The festival saw around 25,000 attend but only 13 arrests were made for drug dealing offences.
Of these, two have just been sentenced, and Kevin Grice, the Recorder at Carlisle Crown Court, in handing down the judgements, said:
“If you concern yourself with the supply of class A drugs to others at a music festival you must lose your liberty. That’s not just punishment for you, but to deter others to do the same, believing that if they are caught they will only receive a suspended sentence.”
Kane Joseph Morgan (18), of Dalebrook Close, Little Lever, Bolton and Leon John Carroll (18), of Hawarden Street, also Bolton, pleaded guilty after police arrested them for suspicious behaviour at the festival and found various drugs both on them and in their luggage.
Morgan claimed under interview the drugs found in his possession at the festival were for personal use. However he admitted he would supply his friends if they wanted some. Evidence he had been dealing was discovered on his phone.
Carroll admitted a small bag of tablets found on him were ecstasy and that he had both brought some to the event and bought others while he was there. A further 31 tablets retrieved from the rucksack in his tent were tested and found to be a lesser drug, although Carroll had told police they were also MDMA (ecstasy).

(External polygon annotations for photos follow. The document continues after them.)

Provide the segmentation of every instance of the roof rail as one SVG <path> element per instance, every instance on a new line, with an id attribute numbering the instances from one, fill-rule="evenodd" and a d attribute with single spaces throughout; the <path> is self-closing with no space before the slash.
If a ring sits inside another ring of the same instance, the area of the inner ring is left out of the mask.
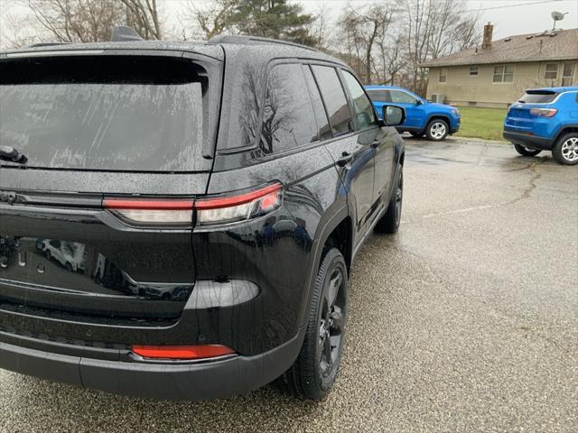
<path id="1" fill-rule="evenodd" d="M 54 45 L 67 45 L 72 42 L 38 42 L 28 45 L 26 48 L 51 47 Z"/>
<path id="2" fill-rule="evenodd" d="M 228 35 L 220 34 L 210 38 L 207 43 L 211 45 L 217 45 L 219 43 L 278 43 L 280 45 L 290 45 L 292 47 L 304 48 L 305 50 L 311 50 L 312 51 L 319 51 L 316 48 L 309 47 L 307 45 L 302 45 L 301 43 L 290 42 L 288 41 L 279 41 L 278 39 L 261 38 L 258 36 L 247 36 L 242 34 Z"/>
<path id="3" fill-rule="evenodd" d="M 112 31 L 111 42 L 126 42 L 130 41 L 143 41 L 135 29 L 128 25 L 118 25 Z"/>

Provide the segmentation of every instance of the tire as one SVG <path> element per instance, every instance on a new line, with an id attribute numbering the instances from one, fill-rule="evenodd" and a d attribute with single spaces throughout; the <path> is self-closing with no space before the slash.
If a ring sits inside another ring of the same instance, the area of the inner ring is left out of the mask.
<path id="1" fill-rule="evenodd" d="M 522 156 L 536 156 L 542 152 L 540 149 L 530 149 L 521 144 L 514 144 L 514 149 Z"/>
<path id="2" fill-rule="evenodd" d="M 394 189 L 387 210 L 376 224 L 375 231 L 378 233 L 396 233 L 399 229 L 401 222 L 401 210 L 404 202 L 404 166 L 398 165 L 399 176 L 397 184 Z"/>
<path id="3" fill-rule="evenodd" d="M 448 123 L 442 119 L 431 120 L 425 128 L 427 139 L 432 142 L 441 142 L 445 140 L 449 132 L 450 126 L 448 125 Z"/>
<path id="4" fill-rule="evenodd" d="M 347 285 L 345 259 L 331 248 L 319 266 L 301 352 L 275 382 L 282 392 L 319 401 L 333 388 L 345 342 Z"/>
<path id="5" fill-rule="evenodd" d="M 578 133 L 561 136 L 552 149 L 552 156 L 564 165 L 578 164 Z"/>

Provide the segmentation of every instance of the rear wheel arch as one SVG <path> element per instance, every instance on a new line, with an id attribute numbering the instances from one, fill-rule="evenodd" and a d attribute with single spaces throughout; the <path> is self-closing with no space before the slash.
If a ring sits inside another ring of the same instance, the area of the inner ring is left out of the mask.
<path id="1" fill-rule="evenodd" d="M 347 264 L 348 275 L 351 270 L 351 254 L 353 250 L 352 230 L 351 218 L 348 216 L 329 234 L 323 243 L 323 251 L 322 253 L 322 257 L 329 249 L 335 247 L 340 250 Z"/>
<path id="2" fill-rule="evenodd" d="M 436 120 L 436 119 L 443 120 L 443 122 L 448 124 L 448 126 L 450 126 L 452 124 L 452 123 L 450 122 L 450 116 L 449 115 L 431 115 L 427 118 L 427 122 L 425 122 L 425 128 L 427 128 L 427 125 L 430 124 L 430 122 L 432 122 L 433 120 Z"/>
<path id="3" fill-rule="evenodd" d="M 558 143 L 558 140 L 560 140 L 563 135 L 570 133 L 578 133 L 578 124 L 563 126 L 562 129 L 560 129 L 560 131 L 558 131 L 558 133 L 556 134 L 555 138 L 552 142 L 552 145 L 555 145 L 555 143 Z"/>
<path id="4" fill-rule="evenodd" d="M 314 246 L 313 251 L 312 251 L 313 257 L 310 264 L 307 278 L 307 307 L 311 305 L 319 266 L 323 260 L 323 256 L 331 246 L 338 248 L 341 254 L 343 254 L 349 275 L 353 257 L 353 225 L 351 221 L 352 219 L 348 213 L 348 207 L 343 206 L 319 228 L 318 235 L 315 236 L 315 241 L 313 242 Z M 307 315 L 304 315 L 303 318 L 305 321 L 302 323 L 302 326 L 305 325 Z"/>

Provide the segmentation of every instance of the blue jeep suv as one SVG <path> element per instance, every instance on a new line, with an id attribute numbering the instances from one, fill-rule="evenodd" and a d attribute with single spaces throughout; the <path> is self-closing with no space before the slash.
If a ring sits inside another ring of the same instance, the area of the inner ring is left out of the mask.
<path id="1" fill-rule="evenodd" d="M 434 104 L 406 88 L 393 86 L 366 86 L 378 114 L 384 105 L 395 104 L 406 109 L 406 121 L 396 126 L 400 133 L 415 137 L 425 134 L 428 140 L 439 142 L 460 129 L 460 112 L 452 106 Z"/>
<path id="2" fill-rule="evenodd" d="M 504 138 L 521 155 L 552 151 L 558 162 L 578 164 L 578 87 L 527 90 L 508 110 Z"/>

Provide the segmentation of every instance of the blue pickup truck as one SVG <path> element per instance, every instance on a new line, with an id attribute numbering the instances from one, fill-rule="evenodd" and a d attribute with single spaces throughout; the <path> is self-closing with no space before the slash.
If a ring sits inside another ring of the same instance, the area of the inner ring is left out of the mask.
<path id="1" fill-rule="evenodd" d="M 578 87 L 527 90 L 508 110 L 503 135 L 521 155 L 552 151 L 561 164 L 578 164 Z"/>
<path id="2" fill-rule="evenodd" d="M 460 129 L 460 112 L 455 106 L 429 102 L 404 88 L 366 86 L 378 114 L 384 105 L 396 105 L 406 109 L 406 121 L 396 126 L 398 132 L 408 132 L 415 137 L 425 134 L 428 140 L 440 142 Z"/>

For this reason he was charged with attempting to possess MDMA.
Messages on Carroll’s phone showed he had tried to buy a further £200 worth of drugs.
Morgan was sentenced to 21 months in a young offenders’ institution for the supply of MDMA and six months for the supply of ketamine, which will run concurrently.

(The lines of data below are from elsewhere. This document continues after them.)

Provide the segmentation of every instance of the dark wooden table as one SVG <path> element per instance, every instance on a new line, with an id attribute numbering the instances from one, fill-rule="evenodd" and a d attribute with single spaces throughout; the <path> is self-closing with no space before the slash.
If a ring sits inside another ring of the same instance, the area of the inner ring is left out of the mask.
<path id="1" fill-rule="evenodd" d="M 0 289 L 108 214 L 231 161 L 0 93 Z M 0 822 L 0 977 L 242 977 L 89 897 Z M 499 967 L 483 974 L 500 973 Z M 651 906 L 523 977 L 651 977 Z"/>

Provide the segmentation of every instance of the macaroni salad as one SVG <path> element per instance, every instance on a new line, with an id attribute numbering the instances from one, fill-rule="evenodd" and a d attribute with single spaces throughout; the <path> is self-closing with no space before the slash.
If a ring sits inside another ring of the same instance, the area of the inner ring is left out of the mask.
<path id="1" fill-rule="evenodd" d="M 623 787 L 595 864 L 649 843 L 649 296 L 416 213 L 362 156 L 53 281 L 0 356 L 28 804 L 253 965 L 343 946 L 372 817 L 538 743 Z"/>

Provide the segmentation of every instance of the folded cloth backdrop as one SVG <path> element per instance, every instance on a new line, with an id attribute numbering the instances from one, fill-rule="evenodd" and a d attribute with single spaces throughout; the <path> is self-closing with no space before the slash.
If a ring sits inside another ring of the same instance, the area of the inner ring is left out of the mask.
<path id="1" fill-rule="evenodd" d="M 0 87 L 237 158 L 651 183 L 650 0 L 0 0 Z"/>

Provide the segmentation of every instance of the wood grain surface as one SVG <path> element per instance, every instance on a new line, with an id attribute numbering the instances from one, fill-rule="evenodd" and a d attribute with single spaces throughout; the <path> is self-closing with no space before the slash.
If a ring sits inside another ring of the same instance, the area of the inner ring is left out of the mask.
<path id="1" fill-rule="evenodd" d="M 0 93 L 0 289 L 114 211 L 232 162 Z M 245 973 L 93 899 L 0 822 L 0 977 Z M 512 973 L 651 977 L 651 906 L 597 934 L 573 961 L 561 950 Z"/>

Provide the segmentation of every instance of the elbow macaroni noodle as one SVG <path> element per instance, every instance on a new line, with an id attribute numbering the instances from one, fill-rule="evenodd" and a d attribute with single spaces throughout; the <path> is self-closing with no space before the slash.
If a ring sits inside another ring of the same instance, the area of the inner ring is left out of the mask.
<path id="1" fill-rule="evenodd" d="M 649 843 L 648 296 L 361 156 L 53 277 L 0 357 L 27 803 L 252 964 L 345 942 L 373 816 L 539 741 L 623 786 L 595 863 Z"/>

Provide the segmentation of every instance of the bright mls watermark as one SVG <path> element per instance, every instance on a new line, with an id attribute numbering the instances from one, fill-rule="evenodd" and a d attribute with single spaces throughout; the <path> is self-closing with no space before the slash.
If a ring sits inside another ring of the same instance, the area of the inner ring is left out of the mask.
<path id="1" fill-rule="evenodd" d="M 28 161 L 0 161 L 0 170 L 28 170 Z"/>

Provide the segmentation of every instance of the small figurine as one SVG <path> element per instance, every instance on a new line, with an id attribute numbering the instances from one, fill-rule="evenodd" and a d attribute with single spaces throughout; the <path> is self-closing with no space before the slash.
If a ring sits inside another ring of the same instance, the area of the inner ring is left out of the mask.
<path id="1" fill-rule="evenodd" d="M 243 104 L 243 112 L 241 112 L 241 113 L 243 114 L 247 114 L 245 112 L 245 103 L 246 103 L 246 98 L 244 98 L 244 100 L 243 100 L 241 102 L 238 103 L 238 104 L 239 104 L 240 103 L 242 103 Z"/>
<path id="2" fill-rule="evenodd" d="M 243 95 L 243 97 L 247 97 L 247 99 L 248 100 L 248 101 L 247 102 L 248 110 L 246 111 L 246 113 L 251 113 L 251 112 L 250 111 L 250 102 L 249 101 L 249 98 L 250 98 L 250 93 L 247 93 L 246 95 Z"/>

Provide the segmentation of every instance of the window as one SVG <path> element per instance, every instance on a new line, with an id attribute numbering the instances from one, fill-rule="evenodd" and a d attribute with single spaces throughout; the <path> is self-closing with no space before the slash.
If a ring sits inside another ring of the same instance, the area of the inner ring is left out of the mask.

Carroll was sentenced to 18 months in a young offenders’ institution for attempting to possess MDMA, one month for possession of ketamine and two months for the possession of MDMA, to run concurrently.
Speaking after the festival, Chief Inspector David Bosson, of Cumbria police, was reported as saying:
“Although we did make a number of arrests over the weekend, the number is relatively small.
“We made it clear beforehand that we would not tolerate drugs at the event and most people took this on board.
“The amnesty bins were widely used and The Loop front-of-house testing service was a fantastic resource that enabled users to find out what was in substances of concern and to be given advice to help keep them safe.”